Namun, setiap kepulangannya tidak akan ia sempatkan untuk bertemu Praya. Ia sebisa mungkin menghindari Praya. Bagian dirinya berusaha membentengi pertahanan dalam hatinya agar tidak menuntaskan rindu yang sebenarnya membuncah. Pijar bukan siapa-siapa bagi Praya. Ia hanya laki-laki kalah, yang tak bisa memiliki hati wanita tercintanya.

Harapan yang dulu Pijar tambatkan pada diri Praya sudah musnah setelah pengakuan wanita itu padanya belasan tahun yang lalu. Praya tidak mencintai Pijar, melainkan Bagas.

"Om sibuk banget, ya, di Belanda?" tanya Tara lagi, padahal pertanyaan sebelumnya belum dijawab oleh Pijar.

Pijar mengedikkan pundak. "Dibilang sibuk juga nggak, tapi Om betah aja di Belanda." Pijar menjawab sekenanya, meski sepertinya ia memang lebih nyaman hidup di negara kincir angin itu. Setidaknya kenangan akan Praya sudah ia tinggalkan dalam jarak ribuan kilometer.

"Aku juga berharap bisa pergi jauh. Tapi ...." Tara tak melanjutkan ucapannya. Membiarkan kalimatnya menggantung.

Pijar memperhatikan remaja yang parasnya begitu mirip dengan Praya itu. Kata-kata Tara agak aneh baginya.

"Tapi kenapa? Kamu mau pergi jauh ke mana?" Pijar jadi penasaran.

"Maksudnya aku juga ingin seperti Om Pijar. Suatu hari nanti bisa lanjut kuliah di tempat yang jauh. Tapi aku takut ninggalin Bunda."

Pijar mengernyit, tak paham dengan maksud Tara. Ingin pergi, tapi takut meninggalkan Praya?

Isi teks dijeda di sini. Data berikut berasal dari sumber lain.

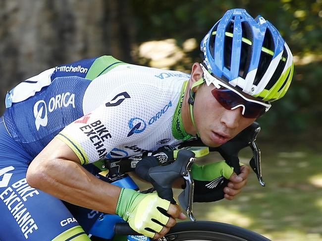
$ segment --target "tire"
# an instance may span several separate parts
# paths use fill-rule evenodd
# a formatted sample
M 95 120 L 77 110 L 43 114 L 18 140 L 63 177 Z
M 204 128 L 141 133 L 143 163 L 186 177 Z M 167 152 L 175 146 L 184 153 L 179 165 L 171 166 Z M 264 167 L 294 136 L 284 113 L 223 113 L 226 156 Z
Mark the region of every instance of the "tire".
M 164 238 L 168 241 L 270 241 L 240 227 L 207 221 L 178 223 Z

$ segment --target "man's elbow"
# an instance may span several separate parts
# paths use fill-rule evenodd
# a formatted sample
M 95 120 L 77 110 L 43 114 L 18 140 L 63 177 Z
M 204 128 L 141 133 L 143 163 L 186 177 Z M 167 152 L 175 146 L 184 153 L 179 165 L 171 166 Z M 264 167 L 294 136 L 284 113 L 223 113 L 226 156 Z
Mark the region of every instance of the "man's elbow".
M 48 161 L 39 162 L 33 161 L 27 170 L 26 179 L 30 187 L 42 190 L 48 182 L 48 171 L 50 168 L 48 166 Z

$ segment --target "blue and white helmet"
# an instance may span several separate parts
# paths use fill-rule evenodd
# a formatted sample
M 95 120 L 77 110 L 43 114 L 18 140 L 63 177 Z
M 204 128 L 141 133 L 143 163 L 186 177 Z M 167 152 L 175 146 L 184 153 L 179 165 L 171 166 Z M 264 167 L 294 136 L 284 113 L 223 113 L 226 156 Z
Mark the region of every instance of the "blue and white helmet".
M 215 76 L 265 101 L 283 97 L 294 64 L 288 46 L 263 17 L 243 9 L 227 11 L 201 43 L 204 64 Z

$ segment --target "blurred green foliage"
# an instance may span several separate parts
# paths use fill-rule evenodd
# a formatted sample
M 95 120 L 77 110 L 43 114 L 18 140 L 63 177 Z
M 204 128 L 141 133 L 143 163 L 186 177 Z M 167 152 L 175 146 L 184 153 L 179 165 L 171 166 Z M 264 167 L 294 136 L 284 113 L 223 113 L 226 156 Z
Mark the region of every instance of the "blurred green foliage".
M 188 39 L 198 42 L 230 8 L 243 8 L 254 17 L 260 14 L 272 23 L 288 43 L 295 59 L 293 82 L 288 92 L 273 103 L 269 114 L 258 120 L 268 139 L 314 141 L 322 136 L 322 0 L 134 0 L 136 42 L 175 39 L 179 46 Z M 149 30 L 147 31 L 147 30 Z M 308 55 L 310 57 L 305 59 Z M 201 61 L 198 48 L 171 68 L 190 71 L 192 62 Z M 303 61 L 306 59 L 306 61 Z M 296 137 L 297 139 L 295 139 Z

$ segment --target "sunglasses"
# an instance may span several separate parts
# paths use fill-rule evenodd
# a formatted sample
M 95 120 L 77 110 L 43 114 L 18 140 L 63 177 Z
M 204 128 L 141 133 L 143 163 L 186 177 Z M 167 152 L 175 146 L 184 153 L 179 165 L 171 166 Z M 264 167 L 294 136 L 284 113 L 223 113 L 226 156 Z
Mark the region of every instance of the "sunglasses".
M 222 82 L 212 76 L 205 67 L 200 64 L 204 72 L 203 78 L 208 86 L 213 83 L 215 89 L 212 93 L 215 99 L 227 110 L 235 110 L 242 107 L 242 115 L 245 118 L 258 118 L 269 109 L 270 104 L 250 99 L 236 89 Z

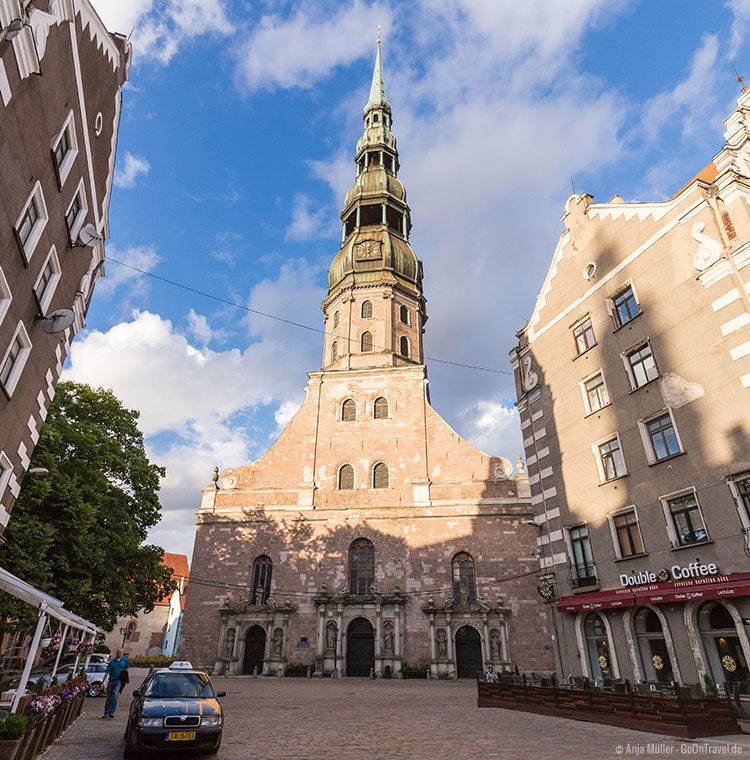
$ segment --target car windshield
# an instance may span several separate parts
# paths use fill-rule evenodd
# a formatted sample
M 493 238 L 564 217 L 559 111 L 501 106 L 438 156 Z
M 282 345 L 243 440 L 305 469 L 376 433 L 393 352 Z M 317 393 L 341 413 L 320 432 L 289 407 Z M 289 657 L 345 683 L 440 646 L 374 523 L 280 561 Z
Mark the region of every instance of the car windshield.
M 203 673 L 157 673 L 143 693 L 155 699 L 211 699 L 214 690 Z

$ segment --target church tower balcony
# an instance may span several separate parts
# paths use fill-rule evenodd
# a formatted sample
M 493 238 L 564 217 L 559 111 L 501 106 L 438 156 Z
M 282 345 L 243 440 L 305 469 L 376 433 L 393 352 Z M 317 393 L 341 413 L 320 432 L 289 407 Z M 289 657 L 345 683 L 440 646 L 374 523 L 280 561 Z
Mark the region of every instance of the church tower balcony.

"Apa yang kamu takutin? Anak lelaki harus berani." Pijar mengira Tara mungkin takut kalau hidup terpisah dari ibunya. Akan tetapi perkiraannya ternyata salah ketika ia mendengar penjelasan remaja itu.

"Aku bukannya takut jauh dari Bunda karena nggak bisa mandiri. Asal Om Pijar tahu, aku bukan anak yang manja," tegas Tara lalu menenggak sebotol air mineral dingin yang sudah disediakan Ratmi.

"Lalu apa yang bikin kamu takut?" kejar Pijar.

"Aku hanya khawatir kalau Bunda sendirian."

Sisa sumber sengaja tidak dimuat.